These slightly nostalgic thoughts were inspired by Vicky Loras and Mick Stout and their tales of first days and new jobs. It got me thinking about first impressions and new places and a habit I’ve grown out of as a work-from-home freelancer.
I used to like to take snapshots in my mind of each new school I worked at (there haven’t actually been that many). An image of my first encounter. Just take a second to stand back and look at some unimportant detail, maybe the front door or the stairs. And register that this unfamiliar, anonymous place will soon become incredibly familiar, taken for granted, a tiny detail in the day to day routine.
It feels good sometimes to revisit that moment. To remember that all things familiar have also been unfamiliar. Like remembering the first time you saw a lover’s face, or got off a train in a new town.

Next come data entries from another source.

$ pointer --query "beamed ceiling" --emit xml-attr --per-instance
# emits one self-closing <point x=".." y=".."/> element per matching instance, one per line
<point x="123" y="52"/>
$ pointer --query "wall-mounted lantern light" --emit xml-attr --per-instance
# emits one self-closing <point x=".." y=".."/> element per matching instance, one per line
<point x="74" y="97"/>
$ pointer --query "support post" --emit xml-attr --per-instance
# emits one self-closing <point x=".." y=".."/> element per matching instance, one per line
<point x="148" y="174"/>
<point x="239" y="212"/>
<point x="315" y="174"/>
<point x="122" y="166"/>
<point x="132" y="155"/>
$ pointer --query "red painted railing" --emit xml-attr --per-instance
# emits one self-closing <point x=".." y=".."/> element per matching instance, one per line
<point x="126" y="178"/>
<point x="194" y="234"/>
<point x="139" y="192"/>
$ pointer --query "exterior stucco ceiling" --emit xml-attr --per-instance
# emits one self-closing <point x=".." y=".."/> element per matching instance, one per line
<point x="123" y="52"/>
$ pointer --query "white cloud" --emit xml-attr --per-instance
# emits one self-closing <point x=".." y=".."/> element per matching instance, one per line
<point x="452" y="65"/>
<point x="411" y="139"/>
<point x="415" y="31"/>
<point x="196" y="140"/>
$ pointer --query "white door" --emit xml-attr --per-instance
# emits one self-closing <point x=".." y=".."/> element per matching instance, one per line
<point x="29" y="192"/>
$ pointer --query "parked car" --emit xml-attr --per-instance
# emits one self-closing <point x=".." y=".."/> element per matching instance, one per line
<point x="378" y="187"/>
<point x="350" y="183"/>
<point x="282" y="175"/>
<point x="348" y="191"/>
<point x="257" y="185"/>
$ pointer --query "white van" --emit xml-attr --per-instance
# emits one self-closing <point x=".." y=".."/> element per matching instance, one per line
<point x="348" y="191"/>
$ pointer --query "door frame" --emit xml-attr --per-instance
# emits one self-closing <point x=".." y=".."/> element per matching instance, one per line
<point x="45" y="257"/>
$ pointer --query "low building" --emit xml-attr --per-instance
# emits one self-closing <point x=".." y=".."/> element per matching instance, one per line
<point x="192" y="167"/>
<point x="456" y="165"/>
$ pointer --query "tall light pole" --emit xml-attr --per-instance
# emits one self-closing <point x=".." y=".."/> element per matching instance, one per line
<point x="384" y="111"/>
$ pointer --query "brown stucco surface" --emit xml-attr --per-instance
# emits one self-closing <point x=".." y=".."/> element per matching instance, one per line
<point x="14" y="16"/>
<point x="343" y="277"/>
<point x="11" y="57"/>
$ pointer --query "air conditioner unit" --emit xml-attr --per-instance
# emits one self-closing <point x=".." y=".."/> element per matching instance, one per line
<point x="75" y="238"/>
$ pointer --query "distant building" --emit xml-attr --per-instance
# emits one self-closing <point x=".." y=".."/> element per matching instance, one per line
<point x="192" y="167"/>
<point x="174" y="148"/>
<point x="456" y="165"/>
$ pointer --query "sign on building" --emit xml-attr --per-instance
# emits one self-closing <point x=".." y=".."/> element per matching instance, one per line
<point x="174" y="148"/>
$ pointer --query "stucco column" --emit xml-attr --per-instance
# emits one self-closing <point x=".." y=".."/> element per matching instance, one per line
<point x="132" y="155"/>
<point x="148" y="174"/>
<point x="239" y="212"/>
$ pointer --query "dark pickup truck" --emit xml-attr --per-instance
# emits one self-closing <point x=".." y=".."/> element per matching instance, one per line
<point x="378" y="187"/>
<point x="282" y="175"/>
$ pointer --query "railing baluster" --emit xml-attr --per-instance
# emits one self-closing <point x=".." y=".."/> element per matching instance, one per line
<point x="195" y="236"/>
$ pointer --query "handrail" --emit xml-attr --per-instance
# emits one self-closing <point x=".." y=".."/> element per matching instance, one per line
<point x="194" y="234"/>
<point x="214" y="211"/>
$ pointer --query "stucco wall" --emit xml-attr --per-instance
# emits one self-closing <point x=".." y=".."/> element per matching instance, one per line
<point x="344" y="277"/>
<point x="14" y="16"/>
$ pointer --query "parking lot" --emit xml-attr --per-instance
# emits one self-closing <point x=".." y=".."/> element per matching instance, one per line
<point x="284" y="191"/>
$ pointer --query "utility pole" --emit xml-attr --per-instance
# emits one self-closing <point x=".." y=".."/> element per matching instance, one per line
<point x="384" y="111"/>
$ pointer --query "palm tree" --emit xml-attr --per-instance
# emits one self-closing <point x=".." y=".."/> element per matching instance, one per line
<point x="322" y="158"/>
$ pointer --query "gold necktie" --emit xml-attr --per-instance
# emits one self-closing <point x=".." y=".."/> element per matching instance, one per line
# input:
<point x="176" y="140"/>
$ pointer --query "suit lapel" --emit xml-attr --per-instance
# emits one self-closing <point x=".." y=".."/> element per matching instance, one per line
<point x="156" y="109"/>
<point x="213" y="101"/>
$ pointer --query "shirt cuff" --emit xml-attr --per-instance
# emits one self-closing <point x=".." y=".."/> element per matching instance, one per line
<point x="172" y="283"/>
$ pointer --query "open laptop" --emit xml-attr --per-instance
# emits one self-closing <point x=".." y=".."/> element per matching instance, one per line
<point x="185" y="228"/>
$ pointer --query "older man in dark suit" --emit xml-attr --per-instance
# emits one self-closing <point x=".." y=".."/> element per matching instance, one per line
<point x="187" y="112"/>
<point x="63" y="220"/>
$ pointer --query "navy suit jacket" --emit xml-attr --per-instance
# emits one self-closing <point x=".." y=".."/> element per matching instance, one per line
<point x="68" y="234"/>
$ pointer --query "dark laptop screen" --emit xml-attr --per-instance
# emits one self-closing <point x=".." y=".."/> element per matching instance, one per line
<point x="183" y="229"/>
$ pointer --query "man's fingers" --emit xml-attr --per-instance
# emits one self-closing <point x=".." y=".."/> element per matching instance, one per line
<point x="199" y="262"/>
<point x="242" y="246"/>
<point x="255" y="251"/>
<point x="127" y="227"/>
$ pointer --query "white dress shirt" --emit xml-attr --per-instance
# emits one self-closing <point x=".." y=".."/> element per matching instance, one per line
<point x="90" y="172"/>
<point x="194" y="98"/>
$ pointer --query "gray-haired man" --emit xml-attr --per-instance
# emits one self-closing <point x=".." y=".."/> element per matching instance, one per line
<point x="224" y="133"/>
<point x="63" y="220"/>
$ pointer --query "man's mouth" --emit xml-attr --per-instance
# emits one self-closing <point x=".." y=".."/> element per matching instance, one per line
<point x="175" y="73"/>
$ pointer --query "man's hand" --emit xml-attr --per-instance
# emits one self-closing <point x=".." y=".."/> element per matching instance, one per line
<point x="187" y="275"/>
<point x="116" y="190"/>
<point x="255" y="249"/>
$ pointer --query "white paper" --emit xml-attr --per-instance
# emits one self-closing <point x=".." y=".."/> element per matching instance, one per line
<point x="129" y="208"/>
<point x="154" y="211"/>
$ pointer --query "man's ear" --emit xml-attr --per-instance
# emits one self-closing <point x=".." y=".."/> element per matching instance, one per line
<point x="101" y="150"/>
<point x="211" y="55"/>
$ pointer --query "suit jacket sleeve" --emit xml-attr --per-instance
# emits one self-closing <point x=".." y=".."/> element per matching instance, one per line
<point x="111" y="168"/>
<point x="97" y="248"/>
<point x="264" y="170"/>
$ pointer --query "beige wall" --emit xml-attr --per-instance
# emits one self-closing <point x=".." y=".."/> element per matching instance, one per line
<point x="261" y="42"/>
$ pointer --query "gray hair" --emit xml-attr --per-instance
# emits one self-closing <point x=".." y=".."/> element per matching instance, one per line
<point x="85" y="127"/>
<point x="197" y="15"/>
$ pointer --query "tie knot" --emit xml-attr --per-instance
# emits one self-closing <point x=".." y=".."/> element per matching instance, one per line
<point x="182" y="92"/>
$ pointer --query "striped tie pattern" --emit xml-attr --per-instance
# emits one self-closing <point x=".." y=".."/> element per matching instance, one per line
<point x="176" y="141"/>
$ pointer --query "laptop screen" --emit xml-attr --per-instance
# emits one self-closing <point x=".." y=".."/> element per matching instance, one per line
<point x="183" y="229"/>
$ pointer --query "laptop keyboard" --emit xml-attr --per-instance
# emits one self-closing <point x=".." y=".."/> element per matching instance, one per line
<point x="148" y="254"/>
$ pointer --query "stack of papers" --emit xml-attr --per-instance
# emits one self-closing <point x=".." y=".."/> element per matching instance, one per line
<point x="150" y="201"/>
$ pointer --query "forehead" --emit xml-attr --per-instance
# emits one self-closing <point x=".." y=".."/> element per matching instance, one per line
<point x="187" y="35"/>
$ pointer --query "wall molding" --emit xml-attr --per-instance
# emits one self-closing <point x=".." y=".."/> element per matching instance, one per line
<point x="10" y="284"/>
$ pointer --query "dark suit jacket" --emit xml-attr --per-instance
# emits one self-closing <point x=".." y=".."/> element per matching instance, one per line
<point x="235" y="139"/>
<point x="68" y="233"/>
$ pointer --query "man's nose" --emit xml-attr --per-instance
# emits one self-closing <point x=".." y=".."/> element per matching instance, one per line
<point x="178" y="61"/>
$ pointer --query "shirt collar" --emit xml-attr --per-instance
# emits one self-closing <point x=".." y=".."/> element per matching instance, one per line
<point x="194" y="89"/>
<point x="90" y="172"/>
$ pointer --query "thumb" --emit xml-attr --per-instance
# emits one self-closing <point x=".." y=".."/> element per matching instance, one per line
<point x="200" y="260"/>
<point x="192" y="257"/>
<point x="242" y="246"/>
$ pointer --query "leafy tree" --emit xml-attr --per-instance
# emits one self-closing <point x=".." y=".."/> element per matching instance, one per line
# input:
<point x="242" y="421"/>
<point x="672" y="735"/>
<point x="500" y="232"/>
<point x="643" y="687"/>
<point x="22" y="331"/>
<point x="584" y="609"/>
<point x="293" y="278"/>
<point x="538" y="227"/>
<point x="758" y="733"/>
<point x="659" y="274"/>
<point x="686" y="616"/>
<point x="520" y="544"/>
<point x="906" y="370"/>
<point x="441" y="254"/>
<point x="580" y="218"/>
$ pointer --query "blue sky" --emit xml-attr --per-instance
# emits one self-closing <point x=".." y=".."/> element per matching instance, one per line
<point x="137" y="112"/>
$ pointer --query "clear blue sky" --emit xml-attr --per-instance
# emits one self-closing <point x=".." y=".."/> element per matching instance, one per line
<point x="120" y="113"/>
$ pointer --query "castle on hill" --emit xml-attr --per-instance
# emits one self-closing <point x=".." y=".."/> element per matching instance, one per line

With schools it works best of course if you were interviewed somewhere else. For my first job in Italy I was interviewed in a hotel suite in London. It was one of many interviews, I didn’t know at the time that it was going to be my life for the next ten years. There was no reason to take a conscious snapshot, but lots of brief photographic memories still managed to survive. I’m amazed that, twenty five years on, I can still remember what I was wearing, and how I’d done my hair, and the spiral staircase that lead from the main room in the suite to a small upstairs room where the interview was held.
And on the trip out to Italy there were so many subconscious snapshots. So many new sights that would become so, so familiar over the next ten years. The bus station in Rome, the mountain villages in Abruzzo perched high on the top of hills, the maze of narrow, pebbled streets in the old medieval town centre. The insect like buzz of the passeggiata (the evening “stroll” for want of a better word) along the main street under the portici ( a street lined by covered pavements where you can walk and talk whatever the weather).
But most clearly, my first conscious snapshot – the door to the school and the bend in the one flight of stairs up to the first floor. I remember stopping and looking and taking it in, knowing it would soon fade into familiarity. I can still see that first day on the steps so clearly. Not only as an image, but as a physical sensation as well, thick walls cooling the air, eyes adjusting from bright sunlight to dark shadows.
There have been other snapshots too in Reading, Canterbury, Madrid, Eger, Cadiz … All focusing on small details. All equally clear.
I often use images in class, mental as well as real. But I’ve never used this particular one before. I think I will. Maybe with one of my new classes in October. I’ll ask my students to come back down to the entrance, to choose and compare their own details and perceptions, maybe even take some photos. Then we’ll shelve it and come back to it later on, at the end of term, at the end of the course maybe and see what they remember.